In the recovery process, solely temporal power of beta and gamma frequency as well as the total spectrum in EEG showed moderate negative correlations with HF power of HRV. EDR only revealed a small positive correlation to the temporal cortex supposing the respiratory rate to be less related to the temporal lobe at rest than during exercise. These aspects taken together, the relation of HF power to the temporal cortex can be interpreted as a prolonged negative relation of multisensory and sensorimotor integration, working memory and emotional processes to parasympathetic activity independent of the actual body activity carried out. During short- and middle-term recovery of an exhausting exercise, changes in the ANS are still expected due to a study determining effects one hour after a cycling exercise (Spring et al., 2018). Also, iAPF showed less moderate correlations in recovery than during the GXT. Only frontal theta correlated moderately negative with iAPF. This difference to GXT related correlations could rely on the relaxed recovery without the necessity of higher level of anticipatory attention and cortical excitability in task relevant brain areas (regarding alpha power reduction) as well as multisensory processing (regarding temporal gamma power increase).

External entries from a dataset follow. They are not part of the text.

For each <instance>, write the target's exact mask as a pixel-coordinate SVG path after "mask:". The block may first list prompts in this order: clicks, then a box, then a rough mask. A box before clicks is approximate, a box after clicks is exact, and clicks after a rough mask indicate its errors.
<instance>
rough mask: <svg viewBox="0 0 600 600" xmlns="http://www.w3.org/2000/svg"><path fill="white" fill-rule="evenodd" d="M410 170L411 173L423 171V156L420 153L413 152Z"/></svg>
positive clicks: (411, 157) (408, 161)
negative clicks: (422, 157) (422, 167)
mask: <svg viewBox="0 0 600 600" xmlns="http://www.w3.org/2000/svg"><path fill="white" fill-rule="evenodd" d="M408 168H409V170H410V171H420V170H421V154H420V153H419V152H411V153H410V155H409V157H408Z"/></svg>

The inverse relation of theta power and iAPF could indicate a prolonged, more efficient use of attentional resources also during recovery after physical exhaustion. Summarizing, the hypothesis of a general negative relationship of EEG total spectrum power to HRV frequency parameters and a general positive relationship of EEG total spectrum power to RPE cannot be verified. According to different brain lobes and HRV relations between GXT conduction and rest, the hypothesized dependency of total brain activity on peripheral physiology should be reconsidered. It is recommended to differentiate between brain lobes regarding the particular provoked frontopolar and temporal lobe in this study. Although the correlation effects were just of a moderate to slightly strong level, they give sufficient information to foster a more precise investigation of the relationship between brain activity and HRV.

Overall, this study corroborates the existence of a (neuro-) physiological and subjectively perceived strain and their interaction evoked by pure, exhaustive physical activity. To our knowledge, the revealed effects in the temporal lobe may be declared as novel findings, as such that the temporal lobe also seems to play an important role in the interaction of brain activity and the cardiovascular system, next to the PFC. Furthermore, according to the original interpretation of Fisher’s statistics our results provide enough basis to be encouraged to conduct further similar studies. An analysis of brain lobe connectivity or a windowed Fourier analysis to compare time-dependent alterations in context with HRV presents further interesting research intentions. Based on the results of this study, we strongly recommend considering possible effects of pure physical activity in studies with an additional research question.